正则表达式预匹配“有时”不正确

发布于 2024-10-10 02:37:55 字数 1977 浏览 3 评论 0原文

我有一个带有正则表达式的 preg_match_all ,它应该获取 YouTube 的视频编号并将其放入数组中,因此 YouTube 视频越多,它生成的数组就越多。这是正确的结果:

C1

Array ( [0] => j5-yKhDd64s ) 1Array ( [0] => j5-yKhDd64s ) 1Array ( [0] => j5-yKhDd64s ) 1 

现在,我的问题是有时会发生这种情况:

C2

Array ( [0] => _dKtoRU7Tlk http://www.youtube.com/watch?v=_dKtoRU7Tlk http://www.youtube.com/watch?v=_dKtoRU7Tlk ) 1 

看到区别了吗?在C1处,它在数组中获取正确的视频ID,因此,C2抓取一个,然后失败并将其余部分放入数组中。

C1 youtube 链接如下:

http://www.youtube.com/观看?v=j5-yKhDd64s&feature=email&email=comment_reply_received http://www.youtube.com/watch?v=j5-yKhDd64s&feature=email&email=comment_reply_received http://www.youtube.com/watch?v =j5-yKhDd64s&feature=email&email=comment_reply_received

C2 youtube 链接如下:

http://www.youtube.com/watch?v=_dKtoRU7Tlk http://www.youtube.com/watch?v=_dKtoRU7Tlk http://www.youtube.com/watch?v=_dKtoRU7Tlk

区别在于C1 中有 &feature...。我认为这是因为我的正则表达式不是完全最优的?

    if (preg_match_all("#(?<=v=)[a-zA-Z0-9-]+(?=&)|(?<=[0-9]/)[^&\n]+|(?<=v=)[^&\n]+#", $content, $matches, PREG_SET_ORDER)) {
      foreach($matches as $m) {
   echo print_r($m);
      }
    }
    $nContent = preg_replace("#(?:https?://)?(?:www\.)?youtube\.com/(?:[^\s]*)#", '', $content);
    echo $nContent; 

我该如何解决这个问题?谢谢你!

I have a preg_match_all with a regexpression, that should take a youtube´s video number and place it in the array, so the more youtube videos there is, the more arrays it makes. Here's the result, that are correct:

C1

Array ( [0] => j5-yKhDd64s ) 1Array ( [0] => j5-yKhDd64s ) 1Array ( [0] => j5-yKhDd64s ) 1 

Now, my problem is sometimes this occurs:

C2

Array ( [0] => _dKtoRU7Tlk http://www.youtube.com/watch?v=_dKtoRU7Tlk http://www.youtube.com/watch?v=_dKtoRU7Tlk ) 1 

See the difference?
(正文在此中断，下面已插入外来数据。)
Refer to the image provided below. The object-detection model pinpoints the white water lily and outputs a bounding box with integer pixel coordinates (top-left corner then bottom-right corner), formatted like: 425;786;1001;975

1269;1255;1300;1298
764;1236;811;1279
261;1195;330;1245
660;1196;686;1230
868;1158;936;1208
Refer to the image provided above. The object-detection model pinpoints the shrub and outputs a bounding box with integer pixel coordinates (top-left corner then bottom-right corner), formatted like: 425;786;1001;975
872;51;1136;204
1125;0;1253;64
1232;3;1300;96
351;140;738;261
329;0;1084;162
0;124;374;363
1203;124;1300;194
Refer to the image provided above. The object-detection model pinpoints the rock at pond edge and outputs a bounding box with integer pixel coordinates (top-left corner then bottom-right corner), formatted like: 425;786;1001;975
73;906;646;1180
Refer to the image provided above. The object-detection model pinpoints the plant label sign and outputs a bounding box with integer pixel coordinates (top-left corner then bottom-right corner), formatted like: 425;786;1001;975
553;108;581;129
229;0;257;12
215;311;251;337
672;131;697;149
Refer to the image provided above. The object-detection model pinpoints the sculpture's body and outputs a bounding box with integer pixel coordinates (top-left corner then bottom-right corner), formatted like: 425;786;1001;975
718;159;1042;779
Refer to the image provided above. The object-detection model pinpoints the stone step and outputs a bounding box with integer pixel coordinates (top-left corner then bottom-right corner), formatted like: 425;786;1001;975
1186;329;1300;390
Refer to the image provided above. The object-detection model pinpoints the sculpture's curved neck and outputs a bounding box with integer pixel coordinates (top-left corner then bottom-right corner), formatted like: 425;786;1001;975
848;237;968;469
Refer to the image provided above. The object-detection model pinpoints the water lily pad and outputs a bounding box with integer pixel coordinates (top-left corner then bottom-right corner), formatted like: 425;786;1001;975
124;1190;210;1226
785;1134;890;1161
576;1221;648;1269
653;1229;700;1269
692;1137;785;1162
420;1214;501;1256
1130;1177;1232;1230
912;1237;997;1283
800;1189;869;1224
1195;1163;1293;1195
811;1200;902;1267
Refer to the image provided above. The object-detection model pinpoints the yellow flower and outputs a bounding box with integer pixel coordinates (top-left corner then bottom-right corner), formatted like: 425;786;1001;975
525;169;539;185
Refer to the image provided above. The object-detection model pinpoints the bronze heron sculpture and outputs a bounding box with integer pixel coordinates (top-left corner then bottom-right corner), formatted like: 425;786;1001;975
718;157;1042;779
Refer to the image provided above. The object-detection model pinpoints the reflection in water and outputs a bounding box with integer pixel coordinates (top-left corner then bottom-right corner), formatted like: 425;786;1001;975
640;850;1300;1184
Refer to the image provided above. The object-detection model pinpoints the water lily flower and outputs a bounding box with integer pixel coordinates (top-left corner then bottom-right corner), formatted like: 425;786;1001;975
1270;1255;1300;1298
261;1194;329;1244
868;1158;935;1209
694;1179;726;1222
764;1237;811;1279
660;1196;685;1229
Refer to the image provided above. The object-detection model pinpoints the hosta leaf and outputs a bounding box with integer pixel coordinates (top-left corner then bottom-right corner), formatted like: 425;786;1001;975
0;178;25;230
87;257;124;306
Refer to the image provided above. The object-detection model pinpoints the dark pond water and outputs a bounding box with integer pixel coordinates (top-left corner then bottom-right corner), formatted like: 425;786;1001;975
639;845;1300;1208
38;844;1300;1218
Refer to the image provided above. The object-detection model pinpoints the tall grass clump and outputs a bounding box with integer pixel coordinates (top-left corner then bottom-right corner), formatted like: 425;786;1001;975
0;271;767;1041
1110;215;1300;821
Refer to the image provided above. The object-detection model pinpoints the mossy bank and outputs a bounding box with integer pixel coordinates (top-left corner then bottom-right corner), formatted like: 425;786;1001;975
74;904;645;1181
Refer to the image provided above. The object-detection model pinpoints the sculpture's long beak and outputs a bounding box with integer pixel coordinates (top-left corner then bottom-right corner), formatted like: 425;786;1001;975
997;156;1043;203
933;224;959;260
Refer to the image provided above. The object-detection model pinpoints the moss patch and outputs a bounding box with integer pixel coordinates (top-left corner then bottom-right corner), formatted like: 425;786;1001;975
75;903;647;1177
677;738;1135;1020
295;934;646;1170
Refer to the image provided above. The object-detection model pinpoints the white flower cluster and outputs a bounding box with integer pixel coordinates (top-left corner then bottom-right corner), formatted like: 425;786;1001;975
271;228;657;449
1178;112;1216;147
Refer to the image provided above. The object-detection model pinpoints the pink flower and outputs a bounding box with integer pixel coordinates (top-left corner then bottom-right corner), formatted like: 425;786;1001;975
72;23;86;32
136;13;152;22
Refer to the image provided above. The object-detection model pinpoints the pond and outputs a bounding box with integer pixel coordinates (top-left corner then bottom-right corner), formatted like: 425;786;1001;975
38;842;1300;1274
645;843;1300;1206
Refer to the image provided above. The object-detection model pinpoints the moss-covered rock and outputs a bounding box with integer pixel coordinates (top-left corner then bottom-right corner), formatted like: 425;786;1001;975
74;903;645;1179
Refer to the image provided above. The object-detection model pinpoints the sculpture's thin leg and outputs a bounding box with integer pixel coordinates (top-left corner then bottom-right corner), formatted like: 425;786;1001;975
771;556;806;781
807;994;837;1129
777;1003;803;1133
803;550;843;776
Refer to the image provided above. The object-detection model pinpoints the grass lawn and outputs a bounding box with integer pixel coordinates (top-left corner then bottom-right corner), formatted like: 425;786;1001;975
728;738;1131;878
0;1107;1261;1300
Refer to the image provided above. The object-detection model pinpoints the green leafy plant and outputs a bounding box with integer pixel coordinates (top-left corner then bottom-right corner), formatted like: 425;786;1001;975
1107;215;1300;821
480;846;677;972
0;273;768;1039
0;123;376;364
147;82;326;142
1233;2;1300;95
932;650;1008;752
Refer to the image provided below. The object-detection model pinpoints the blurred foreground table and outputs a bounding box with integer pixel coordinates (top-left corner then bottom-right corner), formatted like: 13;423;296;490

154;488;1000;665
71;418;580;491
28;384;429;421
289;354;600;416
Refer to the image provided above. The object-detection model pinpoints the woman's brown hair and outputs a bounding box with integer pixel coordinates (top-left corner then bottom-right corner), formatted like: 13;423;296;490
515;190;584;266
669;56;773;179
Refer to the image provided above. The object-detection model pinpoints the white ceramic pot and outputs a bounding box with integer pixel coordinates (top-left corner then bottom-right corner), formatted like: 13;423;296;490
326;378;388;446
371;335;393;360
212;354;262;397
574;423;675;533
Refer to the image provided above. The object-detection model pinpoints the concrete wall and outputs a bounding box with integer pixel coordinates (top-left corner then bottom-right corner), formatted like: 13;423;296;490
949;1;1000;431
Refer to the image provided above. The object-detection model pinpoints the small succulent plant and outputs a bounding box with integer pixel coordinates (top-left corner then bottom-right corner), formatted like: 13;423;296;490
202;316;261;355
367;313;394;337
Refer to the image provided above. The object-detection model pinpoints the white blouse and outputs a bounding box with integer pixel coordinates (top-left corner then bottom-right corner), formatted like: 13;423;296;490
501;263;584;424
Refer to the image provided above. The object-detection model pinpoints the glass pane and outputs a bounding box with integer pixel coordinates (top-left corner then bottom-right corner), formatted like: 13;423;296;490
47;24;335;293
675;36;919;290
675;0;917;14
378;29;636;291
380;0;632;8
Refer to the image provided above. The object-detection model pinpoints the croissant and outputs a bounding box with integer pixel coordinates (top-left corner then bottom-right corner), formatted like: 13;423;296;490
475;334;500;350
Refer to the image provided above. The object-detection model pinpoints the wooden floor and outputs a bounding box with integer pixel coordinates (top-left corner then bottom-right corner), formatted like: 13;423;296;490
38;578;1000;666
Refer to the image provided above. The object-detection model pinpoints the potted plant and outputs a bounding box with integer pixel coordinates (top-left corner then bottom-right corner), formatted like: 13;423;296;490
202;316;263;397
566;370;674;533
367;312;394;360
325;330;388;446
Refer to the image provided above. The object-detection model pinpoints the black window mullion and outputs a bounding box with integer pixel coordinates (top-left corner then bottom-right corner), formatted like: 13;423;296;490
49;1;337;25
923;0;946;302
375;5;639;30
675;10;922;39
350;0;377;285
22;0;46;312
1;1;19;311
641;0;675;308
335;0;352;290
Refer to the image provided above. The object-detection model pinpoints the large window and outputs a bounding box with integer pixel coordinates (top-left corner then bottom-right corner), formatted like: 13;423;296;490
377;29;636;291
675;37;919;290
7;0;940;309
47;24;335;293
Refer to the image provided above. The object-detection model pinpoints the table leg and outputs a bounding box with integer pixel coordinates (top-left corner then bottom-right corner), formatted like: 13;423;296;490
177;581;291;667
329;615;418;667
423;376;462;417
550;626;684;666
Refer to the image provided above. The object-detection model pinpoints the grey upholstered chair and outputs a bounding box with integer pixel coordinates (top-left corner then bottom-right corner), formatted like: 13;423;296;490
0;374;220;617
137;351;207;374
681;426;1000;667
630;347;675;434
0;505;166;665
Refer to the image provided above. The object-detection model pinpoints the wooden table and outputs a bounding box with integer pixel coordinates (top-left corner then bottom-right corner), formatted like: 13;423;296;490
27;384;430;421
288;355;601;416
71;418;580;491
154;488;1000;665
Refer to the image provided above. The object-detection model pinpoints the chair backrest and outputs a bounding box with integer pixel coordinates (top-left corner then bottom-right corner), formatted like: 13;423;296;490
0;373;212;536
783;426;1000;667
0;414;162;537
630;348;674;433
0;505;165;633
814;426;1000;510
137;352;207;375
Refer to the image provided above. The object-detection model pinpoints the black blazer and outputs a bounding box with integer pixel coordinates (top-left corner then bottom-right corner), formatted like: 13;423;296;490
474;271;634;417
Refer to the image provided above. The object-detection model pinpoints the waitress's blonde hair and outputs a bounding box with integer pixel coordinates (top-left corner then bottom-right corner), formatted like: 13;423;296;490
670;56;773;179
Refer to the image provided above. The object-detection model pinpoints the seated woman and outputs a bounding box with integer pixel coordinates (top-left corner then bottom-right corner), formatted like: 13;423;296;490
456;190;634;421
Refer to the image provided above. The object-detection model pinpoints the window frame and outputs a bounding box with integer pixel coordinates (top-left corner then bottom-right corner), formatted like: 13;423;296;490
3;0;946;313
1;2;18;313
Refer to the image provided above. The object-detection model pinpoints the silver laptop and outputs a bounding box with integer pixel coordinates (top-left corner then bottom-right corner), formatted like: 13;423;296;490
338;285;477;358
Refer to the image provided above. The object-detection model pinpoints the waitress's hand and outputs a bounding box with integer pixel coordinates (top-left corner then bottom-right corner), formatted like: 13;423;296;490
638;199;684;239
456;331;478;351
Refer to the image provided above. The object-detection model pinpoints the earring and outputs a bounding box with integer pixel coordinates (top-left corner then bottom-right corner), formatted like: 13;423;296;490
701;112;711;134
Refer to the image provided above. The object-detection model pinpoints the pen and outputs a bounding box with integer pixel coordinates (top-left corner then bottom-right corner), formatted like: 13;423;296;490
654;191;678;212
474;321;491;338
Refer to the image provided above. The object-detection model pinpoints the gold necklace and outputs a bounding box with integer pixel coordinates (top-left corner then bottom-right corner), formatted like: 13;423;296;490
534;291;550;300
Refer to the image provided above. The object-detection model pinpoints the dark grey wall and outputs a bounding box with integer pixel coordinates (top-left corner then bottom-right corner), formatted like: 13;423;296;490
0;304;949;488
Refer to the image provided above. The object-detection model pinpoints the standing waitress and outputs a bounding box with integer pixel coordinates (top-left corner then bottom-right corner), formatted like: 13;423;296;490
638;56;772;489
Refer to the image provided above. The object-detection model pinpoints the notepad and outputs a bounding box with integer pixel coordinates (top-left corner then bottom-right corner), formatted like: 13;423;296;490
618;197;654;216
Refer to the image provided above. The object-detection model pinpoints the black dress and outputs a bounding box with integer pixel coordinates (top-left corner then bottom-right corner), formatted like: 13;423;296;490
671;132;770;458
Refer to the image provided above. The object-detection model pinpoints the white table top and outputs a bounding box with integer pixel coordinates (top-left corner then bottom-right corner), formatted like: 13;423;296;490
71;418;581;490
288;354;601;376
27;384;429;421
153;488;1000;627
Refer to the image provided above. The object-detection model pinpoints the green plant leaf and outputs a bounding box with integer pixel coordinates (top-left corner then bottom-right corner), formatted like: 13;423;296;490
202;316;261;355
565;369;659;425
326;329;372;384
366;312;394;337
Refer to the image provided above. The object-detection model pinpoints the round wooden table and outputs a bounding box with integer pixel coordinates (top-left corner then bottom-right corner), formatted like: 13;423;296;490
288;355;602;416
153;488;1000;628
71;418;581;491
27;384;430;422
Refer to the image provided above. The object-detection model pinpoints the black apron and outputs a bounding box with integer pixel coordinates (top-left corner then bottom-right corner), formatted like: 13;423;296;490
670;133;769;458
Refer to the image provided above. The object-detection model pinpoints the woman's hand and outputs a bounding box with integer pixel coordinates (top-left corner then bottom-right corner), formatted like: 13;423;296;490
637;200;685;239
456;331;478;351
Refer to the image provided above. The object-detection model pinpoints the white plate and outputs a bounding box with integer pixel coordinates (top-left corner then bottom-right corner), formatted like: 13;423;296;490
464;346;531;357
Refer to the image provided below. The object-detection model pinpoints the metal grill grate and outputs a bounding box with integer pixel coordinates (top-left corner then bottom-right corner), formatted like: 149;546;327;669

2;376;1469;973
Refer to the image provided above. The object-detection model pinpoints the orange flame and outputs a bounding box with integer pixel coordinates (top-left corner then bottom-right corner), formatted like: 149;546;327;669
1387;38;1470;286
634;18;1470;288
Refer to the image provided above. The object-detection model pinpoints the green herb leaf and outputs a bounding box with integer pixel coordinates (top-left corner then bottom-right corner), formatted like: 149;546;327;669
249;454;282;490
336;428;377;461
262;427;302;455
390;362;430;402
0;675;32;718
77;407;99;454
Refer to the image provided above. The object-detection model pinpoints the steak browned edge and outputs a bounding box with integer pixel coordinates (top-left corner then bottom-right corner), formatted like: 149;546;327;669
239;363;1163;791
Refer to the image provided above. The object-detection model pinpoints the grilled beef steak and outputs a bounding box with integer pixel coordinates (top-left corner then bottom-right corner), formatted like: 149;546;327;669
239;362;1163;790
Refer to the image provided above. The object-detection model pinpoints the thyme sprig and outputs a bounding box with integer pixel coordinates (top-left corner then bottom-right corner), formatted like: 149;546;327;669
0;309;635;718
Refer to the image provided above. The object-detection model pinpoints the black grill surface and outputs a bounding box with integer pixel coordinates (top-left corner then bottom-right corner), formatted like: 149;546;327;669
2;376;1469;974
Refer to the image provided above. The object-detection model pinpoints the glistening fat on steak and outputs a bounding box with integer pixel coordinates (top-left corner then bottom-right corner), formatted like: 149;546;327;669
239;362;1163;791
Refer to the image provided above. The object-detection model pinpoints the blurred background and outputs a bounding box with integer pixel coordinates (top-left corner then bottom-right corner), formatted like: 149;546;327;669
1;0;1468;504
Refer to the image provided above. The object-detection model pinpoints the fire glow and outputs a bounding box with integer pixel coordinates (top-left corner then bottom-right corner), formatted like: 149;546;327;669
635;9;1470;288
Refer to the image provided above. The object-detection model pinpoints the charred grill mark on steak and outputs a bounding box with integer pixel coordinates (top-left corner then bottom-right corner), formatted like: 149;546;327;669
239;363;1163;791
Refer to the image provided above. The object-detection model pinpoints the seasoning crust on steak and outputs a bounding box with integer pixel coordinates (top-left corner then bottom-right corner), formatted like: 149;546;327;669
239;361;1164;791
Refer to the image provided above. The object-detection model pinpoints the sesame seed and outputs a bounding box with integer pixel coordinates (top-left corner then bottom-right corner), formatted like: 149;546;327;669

At C1 it takes the video id correct in the ararys and so, the C2 grabs one and then fails and takes the rest in to the array.

The C1 youtube links was like this:

http://www.youtube.com/watch?v=j5-yKhDd64s&feature=email&email=comment_reply_received
http://www.youtube.com/watch?v=j5-yKhDd64s&feature=email&email=comment_reply_received
http://www.youtube.com/watch?v=j5-yKhDd64s&feature=email&email=comment_reply_received

The C2 youtube links was like this:

http://www.youtube.com/watch?v=_dKtoRU7Tlk
http://www.youtube.com/watch?v=_dKtoRU7Tlk
http://www.youtube.com/watch?v=_dKtoRU7Tlk

the difference is that there is the &feature... in the C1. I think its because my regex isnt fully optimal?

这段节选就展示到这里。